Egan (1997) suggests, however, that by attending to the arguments and the individuals

engaged in them, we gain a particular connection to the issues at stake. Even when the

disputants are barely there as real characters, as in our passage, the teacher can help the students

imagine them as champions of the different views, each view expressive related to a human

quality: a proud humanism, perhaps, in the insistence on kavannah; a deep mercy for human

THE MORAL IMAGINATION AND TALMUDIC NARRATIVES 37

weakness in its dismissal. “What kind of person sees the world in this way? What might be at

stake for Resh Lakish here? Or for his opponent?”

While the students are creating, not interpreting, their creative activity is invited by the

nature of the text itself. Ideas are connected to voices; opinions do not exist “out there” but are

held by people. The path the Talmud provides for entering into the argument is a Romantic one

in Egan’s terminology, for it is found through one of those voices, one of those people – even if,

in the end, that person exists only as an imaginative construct of the reader. And in keeping

attention focused on both the voice and the idea, the person and the vision, the reader is pressed

to exercise both the tightly focused imagination of empathy, and the broad imagination of

meaning and consequence.

Conclusion

In this paper, I have tried to demonstrate that Talmudic narrative passages, from fully

developed stories to allegories to genre tales to halakhic debates, can be a forum for developing a

way of seeing the world. This way of seeing, identified here as the moral imagination, involves

(as the term suggests) the ability to develop a sense of morally significant possibilities that are as

yet unknown, based on the known. These possibilities can involve the otherwise inaccessible

inner life of an other person, the implications of an action, etc., etc.

Although different kinds of narrative will demand different reading strategies, there are

certain generally applicable practices that will help to nurture the student reader’s moral

imagination. These can be thought of as questions and/or tasks for the reader to address at

various points in his or her encounter with the text:

How does the narrative present itself? What kinds of truth claims does it make?

What are the nonce and fixed norms?What kinds of questions does it invite?

Identify the various parties implicated, not just the obvious ones, or main

characters. Whose voices are not being heard?

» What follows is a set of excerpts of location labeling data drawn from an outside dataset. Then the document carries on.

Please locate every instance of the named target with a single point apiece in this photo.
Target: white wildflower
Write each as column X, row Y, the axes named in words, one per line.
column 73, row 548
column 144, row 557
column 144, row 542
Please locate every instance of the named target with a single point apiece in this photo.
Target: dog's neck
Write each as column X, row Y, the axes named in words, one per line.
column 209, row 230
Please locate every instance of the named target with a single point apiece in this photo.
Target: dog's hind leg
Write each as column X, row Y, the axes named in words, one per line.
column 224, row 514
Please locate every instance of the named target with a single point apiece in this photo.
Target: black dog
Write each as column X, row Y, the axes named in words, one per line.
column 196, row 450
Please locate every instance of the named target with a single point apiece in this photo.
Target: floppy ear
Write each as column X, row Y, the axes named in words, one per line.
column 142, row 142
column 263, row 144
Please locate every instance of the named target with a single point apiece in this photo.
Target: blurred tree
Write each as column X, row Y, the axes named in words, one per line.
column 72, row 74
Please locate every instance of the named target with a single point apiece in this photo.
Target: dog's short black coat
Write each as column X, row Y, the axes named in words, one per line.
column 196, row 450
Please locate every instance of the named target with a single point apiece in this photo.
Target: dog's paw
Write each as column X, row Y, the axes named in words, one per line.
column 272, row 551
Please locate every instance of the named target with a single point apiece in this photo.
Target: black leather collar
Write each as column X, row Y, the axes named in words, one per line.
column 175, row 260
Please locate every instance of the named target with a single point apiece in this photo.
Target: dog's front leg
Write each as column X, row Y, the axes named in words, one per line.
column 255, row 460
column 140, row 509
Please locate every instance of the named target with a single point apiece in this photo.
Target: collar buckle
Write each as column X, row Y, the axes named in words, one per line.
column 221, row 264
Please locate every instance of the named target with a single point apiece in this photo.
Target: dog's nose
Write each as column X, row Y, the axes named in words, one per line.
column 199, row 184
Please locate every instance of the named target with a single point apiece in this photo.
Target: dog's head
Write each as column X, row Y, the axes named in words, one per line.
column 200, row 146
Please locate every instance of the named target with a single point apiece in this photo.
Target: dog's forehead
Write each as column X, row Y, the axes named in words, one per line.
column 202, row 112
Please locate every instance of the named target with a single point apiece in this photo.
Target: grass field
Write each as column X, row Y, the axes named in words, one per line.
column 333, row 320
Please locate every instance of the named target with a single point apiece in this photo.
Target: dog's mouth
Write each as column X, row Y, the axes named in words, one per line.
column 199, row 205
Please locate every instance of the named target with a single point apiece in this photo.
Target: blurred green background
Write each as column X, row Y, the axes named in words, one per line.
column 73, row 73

THE MORAL IMAGINATION AND TALMUDIC NARRATIVES 38

Identify the moments of moral import, and how they might affect the involved

parties.

Pay attention to the emotional content of an interaction; identify what emotional

markers may be found.

Identify, and try to understand, the choices being made, both by the characters and

the author. What is at stake in those choices?

Identify the moral vision implicit in those choices, and compare them with one’s

own. What experiences or understandings might account for the differences?

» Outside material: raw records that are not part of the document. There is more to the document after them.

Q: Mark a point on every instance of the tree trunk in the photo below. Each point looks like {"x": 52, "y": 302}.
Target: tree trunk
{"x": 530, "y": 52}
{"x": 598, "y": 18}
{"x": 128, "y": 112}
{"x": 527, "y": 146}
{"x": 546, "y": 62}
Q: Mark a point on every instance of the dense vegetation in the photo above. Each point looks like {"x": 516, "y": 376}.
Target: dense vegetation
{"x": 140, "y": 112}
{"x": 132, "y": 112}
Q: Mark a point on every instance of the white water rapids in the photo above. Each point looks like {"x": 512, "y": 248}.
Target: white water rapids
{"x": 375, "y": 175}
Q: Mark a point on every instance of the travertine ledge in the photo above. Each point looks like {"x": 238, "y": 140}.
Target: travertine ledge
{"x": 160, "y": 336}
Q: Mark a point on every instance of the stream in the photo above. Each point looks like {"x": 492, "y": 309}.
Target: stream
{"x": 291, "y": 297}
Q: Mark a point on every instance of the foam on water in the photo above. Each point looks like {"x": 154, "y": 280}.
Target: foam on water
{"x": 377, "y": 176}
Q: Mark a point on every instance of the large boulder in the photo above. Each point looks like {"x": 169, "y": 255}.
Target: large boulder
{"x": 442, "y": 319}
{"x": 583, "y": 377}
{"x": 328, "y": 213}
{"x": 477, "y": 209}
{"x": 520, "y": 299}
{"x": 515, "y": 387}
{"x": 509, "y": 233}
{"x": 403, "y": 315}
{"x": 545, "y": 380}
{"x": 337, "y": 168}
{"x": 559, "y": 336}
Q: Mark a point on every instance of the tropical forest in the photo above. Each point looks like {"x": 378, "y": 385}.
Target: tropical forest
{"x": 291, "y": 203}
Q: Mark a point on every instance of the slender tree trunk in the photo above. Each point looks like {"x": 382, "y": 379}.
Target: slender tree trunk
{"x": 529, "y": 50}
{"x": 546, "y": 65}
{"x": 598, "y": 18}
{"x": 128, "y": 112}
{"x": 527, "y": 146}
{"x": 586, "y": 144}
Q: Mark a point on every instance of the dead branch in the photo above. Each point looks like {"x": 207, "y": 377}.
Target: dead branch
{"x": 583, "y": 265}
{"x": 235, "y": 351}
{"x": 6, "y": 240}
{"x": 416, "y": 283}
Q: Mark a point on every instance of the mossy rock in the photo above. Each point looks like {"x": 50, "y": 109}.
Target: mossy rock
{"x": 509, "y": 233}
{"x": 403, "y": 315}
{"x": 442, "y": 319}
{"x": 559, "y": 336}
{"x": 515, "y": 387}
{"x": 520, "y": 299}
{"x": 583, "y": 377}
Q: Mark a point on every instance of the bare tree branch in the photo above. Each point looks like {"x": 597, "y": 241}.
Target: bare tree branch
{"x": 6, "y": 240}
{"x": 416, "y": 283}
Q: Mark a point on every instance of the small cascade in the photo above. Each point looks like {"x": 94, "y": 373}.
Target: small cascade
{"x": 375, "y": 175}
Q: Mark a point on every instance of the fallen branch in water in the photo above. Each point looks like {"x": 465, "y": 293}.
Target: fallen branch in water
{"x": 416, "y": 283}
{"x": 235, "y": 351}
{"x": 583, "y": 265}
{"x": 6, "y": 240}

It will be seen, though, that the approach I am suggesting addresses not only abilities, but

dispositions as well; so that a student will begin to develop certain habits of mind, at least insofar

as it relates to the texts. These dispositions – patience, intellectual humility, attention, as well as

openness and creativity - grow out of an awareness of certain principles that have been

articulated throughout the paper:

Understanding precedes judgment.

Because much is unseen and inaccessible, understanding requires imagination as

well as knowledge.

There may not be clear heroes or villains in a given situation

There may be no “right decision” in a given situation that will resolve all

difficulties

Every interaction between people is potentially morally significant.

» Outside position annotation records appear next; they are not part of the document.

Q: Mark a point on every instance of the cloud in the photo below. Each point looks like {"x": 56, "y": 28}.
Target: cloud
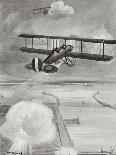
{"x": 59, "y": 10}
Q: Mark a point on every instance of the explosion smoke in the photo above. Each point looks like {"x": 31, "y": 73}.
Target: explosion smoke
{"x": 28, "y": 123}
{"x": 66, "y": 151}
{"x": 59, "y": 10}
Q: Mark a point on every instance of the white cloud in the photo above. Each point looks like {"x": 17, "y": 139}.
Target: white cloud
{"x": 59, "y": 10}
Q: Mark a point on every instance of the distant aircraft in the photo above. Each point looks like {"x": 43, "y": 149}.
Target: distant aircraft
{"x": 41, "y": 10}
{"x": 63, "y": 53}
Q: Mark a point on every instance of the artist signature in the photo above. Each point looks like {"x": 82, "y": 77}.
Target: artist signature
{"x": 20, "y": 153}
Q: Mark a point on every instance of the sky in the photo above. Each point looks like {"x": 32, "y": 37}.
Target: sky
{"x": 89, "y": 16}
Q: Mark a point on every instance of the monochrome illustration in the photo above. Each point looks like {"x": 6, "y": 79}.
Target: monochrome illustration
{"x": 57, "y": 77}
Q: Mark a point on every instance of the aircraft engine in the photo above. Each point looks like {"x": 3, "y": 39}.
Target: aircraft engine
{"x": 36, "y": 65}
{"x": 50, "y": 69}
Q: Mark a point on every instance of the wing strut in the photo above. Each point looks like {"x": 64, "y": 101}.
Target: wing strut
{"x": 103, "y": 49}
{"x": 32, "y": 42}
{"x": 25, "y": 41}
{"x": 53, "y": 44}
{"x": 81, "y": 47}
{"x": 47, "y": 43}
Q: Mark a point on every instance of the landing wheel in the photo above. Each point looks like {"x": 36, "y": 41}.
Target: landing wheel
{"x": 50, "y": 69}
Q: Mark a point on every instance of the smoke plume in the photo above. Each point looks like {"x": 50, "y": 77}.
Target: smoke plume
{"x": 60, "y": 10}
{"x": 66, "y": 151}
{"x": 28, "y": 123}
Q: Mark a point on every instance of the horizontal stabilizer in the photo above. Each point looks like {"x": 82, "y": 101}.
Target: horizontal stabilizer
{"x": 89, "y": 56}
{"x": 69, "y": 38}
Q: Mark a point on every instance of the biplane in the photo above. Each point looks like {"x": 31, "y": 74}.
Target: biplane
{"x": 41, "y": 10}
{"x": 63, "y": 53}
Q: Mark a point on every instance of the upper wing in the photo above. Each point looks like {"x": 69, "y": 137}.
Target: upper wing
{"x": 69, "y": 38}
{"x": 38, "y": 51}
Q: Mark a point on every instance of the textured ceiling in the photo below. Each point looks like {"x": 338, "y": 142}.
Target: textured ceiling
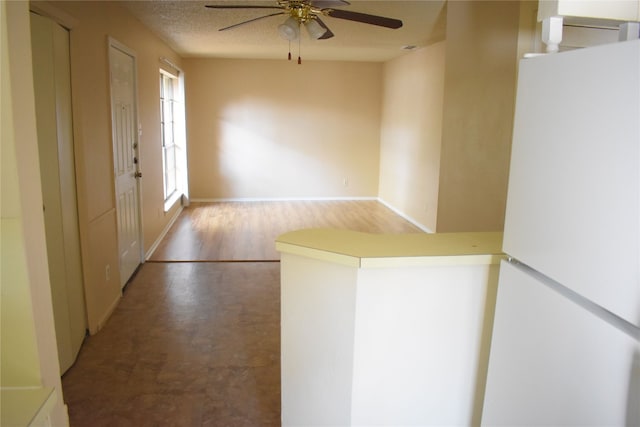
{"x": 192, "y": 30}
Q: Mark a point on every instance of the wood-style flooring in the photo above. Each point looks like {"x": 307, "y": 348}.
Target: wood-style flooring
{"x": 198, "y": 343}
{"x": 242, "y": 231}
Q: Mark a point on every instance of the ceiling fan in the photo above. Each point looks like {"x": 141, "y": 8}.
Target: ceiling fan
{"x": 307, "y": 13}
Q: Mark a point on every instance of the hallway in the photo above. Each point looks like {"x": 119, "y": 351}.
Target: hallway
{"x": 190, "y": 344}
{"x": 198, "y": 343}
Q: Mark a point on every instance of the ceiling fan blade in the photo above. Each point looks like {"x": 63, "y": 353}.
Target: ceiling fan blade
{"x": 326, "y": 35}
{"x": 321, "y": 4}
{"x": 250, "y": 20}
{"x": 239, "y": 6}
{"x": 380, "y": 21}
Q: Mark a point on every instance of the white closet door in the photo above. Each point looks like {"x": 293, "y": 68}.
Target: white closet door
{"x": 50, "y": 47}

Rabbi Israel Salanter is famously quoted as having said, “The MaHaRal of Prague

created a golem, and this was a great wonder. But how much more wonderful is to to transform

a corporeal human being into a mensch…” (Etkes:1993. p. 94). To be sure, the experience of

reading Talmudic narratives, even reading them according the approach described here, will not

in itself work that transformation. It can, though, help develop the vision and the attitudes that

are crucial attributes of that process.